Touchée par la situation de misère des Batwa (une des composantes ethniques marginalisées au Burundi) de sa localité et choquée de voir certains ménages autochtones manquer des moyens pour les funérailles de leurs, une femme résidant sur la colline Gahise, dans la province Bubanza a décidé d’agir : depuis bientôt cinq ans, elle a organisé une trentaine de femmes Batwa et a commencé une briqueterie. Certaines femmes autochtones témoignent de leur satisfaction et confirment avoir renoncé à la mendicité qui constituait, à côté de la poterie, leur mode de vie.

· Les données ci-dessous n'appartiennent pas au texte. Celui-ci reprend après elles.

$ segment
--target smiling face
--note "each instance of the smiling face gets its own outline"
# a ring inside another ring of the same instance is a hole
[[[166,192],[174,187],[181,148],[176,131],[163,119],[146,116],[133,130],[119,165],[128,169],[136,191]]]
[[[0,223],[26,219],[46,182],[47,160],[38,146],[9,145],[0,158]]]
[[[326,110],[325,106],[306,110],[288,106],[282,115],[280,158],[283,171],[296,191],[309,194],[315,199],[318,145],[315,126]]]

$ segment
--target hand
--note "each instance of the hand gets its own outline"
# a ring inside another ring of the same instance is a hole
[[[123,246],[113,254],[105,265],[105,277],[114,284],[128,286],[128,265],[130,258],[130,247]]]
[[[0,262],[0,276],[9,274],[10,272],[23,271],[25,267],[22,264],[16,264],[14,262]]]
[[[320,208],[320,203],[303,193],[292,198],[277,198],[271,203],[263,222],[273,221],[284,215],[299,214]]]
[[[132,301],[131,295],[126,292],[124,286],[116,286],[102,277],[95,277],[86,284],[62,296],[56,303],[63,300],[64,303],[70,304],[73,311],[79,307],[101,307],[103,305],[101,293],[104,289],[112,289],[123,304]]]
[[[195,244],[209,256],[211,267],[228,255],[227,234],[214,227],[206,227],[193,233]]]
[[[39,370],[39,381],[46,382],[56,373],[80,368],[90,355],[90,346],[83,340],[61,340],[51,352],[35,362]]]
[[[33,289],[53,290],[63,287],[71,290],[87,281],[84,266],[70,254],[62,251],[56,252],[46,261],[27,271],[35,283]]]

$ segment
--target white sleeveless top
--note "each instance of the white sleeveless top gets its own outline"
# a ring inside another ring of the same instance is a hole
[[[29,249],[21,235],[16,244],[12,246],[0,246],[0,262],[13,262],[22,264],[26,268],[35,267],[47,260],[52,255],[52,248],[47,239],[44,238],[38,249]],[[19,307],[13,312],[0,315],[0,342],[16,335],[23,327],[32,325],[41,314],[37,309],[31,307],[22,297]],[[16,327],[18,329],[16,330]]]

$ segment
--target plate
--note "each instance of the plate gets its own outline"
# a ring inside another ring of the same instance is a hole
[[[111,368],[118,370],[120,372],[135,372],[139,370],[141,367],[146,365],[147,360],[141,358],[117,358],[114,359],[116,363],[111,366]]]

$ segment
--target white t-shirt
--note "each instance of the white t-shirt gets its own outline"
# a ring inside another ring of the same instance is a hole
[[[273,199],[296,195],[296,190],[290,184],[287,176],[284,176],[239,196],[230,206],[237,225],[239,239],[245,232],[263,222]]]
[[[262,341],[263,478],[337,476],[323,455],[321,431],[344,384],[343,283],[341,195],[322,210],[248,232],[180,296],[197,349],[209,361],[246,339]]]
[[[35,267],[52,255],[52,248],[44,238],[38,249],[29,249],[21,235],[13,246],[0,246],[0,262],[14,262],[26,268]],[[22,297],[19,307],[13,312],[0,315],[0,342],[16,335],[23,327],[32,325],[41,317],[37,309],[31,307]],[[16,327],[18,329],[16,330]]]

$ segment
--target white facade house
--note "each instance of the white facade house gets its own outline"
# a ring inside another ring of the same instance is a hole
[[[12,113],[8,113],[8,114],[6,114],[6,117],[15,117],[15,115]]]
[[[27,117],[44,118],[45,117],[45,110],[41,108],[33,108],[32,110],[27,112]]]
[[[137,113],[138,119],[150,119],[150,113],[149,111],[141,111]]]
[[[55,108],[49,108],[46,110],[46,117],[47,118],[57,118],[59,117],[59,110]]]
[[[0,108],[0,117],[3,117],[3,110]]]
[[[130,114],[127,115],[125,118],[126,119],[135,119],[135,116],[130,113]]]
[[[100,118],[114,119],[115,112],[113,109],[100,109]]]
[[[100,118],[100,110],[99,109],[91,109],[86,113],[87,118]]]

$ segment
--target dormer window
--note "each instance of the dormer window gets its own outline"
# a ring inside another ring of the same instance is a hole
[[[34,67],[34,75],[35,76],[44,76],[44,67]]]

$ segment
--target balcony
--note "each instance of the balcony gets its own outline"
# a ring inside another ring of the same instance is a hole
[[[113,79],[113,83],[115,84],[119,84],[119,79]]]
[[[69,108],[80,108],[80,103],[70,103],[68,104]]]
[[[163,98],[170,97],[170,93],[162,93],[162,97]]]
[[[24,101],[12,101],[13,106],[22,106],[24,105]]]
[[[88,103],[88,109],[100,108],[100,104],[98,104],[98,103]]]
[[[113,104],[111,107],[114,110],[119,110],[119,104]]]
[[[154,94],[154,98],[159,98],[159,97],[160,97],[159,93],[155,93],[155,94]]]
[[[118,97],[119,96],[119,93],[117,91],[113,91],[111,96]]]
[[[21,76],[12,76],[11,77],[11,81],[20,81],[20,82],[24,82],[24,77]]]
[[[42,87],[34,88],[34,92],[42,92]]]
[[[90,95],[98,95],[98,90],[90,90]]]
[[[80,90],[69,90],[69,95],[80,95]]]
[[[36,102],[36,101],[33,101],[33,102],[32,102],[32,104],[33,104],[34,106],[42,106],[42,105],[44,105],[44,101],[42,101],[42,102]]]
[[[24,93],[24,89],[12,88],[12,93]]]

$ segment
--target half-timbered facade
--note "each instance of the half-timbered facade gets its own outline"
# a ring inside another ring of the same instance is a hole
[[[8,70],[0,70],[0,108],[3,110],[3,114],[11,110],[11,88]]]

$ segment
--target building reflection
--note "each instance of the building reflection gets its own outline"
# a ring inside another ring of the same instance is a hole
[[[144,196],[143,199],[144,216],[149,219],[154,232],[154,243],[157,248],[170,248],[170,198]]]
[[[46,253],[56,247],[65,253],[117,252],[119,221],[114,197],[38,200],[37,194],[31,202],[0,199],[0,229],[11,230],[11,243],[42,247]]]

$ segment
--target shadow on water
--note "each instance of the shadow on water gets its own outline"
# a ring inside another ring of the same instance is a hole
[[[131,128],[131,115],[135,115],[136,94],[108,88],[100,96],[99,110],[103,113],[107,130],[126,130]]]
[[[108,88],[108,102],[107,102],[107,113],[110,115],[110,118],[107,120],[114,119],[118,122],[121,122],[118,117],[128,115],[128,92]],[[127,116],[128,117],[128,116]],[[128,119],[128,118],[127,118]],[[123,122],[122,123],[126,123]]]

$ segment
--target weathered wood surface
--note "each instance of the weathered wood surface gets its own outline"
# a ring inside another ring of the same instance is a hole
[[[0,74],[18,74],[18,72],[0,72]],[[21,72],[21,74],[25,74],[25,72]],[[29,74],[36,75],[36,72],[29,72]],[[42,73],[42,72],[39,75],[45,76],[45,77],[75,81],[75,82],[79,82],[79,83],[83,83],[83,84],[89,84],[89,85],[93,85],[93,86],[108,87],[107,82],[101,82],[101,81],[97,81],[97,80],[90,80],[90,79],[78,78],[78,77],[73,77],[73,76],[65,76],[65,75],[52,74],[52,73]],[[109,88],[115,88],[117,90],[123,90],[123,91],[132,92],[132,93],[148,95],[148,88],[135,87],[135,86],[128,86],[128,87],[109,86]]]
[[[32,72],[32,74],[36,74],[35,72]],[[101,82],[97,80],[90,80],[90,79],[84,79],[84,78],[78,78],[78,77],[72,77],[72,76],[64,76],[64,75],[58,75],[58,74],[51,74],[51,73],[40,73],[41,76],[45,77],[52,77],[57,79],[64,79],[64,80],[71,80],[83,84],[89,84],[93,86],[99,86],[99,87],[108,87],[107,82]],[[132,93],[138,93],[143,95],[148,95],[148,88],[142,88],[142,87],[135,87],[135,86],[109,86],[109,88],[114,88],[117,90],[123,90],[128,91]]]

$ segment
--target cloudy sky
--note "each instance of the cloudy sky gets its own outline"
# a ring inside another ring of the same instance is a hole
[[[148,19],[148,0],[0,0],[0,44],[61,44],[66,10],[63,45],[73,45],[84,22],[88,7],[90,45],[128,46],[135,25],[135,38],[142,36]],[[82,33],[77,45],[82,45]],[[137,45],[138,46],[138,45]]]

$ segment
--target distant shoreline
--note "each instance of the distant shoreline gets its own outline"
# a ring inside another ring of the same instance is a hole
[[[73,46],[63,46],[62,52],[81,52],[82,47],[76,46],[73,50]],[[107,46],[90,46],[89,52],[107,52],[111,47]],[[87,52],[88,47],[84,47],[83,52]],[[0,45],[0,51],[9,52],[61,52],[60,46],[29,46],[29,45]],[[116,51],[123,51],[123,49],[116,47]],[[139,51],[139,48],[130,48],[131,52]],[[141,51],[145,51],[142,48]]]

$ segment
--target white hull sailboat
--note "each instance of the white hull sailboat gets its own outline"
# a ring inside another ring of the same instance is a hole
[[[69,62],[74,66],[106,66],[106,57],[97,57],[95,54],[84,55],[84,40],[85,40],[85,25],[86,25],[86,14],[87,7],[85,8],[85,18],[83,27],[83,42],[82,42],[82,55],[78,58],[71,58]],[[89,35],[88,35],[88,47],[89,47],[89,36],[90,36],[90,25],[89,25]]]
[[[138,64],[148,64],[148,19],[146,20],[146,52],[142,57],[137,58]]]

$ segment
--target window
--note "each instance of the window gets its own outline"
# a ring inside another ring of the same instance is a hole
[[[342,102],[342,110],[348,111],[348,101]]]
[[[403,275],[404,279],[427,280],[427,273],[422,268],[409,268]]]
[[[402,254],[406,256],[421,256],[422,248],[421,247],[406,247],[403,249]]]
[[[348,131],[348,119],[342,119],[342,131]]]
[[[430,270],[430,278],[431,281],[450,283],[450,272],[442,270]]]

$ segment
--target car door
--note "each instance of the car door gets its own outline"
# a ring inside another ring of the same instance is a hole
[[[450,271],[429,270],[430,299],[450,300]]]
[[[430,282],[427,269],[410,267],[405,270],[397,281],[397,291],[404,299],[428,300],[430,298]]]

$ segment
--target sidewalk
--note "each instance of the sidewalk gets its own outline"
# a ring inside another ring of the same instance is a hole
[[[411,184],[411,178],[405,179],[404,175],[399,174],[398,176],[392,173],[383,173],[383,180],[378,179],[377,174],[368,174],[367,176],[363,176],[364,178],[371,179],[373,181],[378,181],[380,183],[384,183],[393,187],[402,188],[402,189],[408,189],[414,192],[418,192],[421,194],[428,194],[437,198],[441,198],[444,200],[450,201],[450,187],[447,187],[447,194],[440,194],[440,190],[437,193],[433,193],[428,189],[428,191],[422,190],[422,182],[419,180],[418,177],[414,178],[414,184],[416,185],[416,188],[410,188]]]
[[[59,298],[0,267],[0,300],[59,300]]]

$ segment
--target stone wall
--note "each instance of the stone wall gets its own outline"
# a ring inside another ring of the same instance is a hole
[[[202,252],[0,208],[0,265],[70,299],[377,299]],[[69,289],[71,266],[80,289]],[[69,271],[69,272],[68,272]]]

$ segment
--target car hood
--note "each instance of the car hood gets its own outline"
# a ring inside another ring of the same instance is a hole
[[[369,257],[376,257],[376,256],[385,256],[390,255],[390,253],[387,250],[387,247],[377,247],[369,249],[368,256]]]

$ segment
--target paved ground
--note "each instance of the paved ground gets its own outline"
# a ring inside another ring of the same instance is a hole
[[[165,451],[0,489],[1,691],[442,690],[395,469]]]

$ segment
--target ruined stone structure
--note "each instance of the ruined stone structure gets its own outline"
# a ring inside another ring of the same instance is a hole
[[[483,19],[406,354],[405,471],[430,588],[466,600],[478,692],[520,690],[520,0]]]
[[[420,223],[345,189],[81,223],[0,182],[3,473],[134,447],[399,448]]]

L’administration locale admire l’initiative et promet de l’étendre sur d’autres collines.

 

Lidwine Bigirimana, une sexagénaire de l’ethnie hutu, mariée à Gahise depuis 1981, a depuis lors côtoyé des concitoyens de l’ethnie Batwa. « Touchée » par la situation de misère qui pèse sur les membres de cette communauté, Lidwine Bigirimana a pensé à une chose : regrouper des femmes autochtones ne fut-ce que pour changer leur mode de penser. Elle a alors commencé avec sept femmes.
« Avant, les Batwa n’allaient pas se faire soigner quand ils tombaient malades. Les femmes de cette communauté ignorent la consultation prénatale. Les enfants n’étaient scolarisés que très rarement. J’avais envie, en organisant un petit groupe de femmes Batwa, de les aider à sortir de cette impasse », raconte-t-elle.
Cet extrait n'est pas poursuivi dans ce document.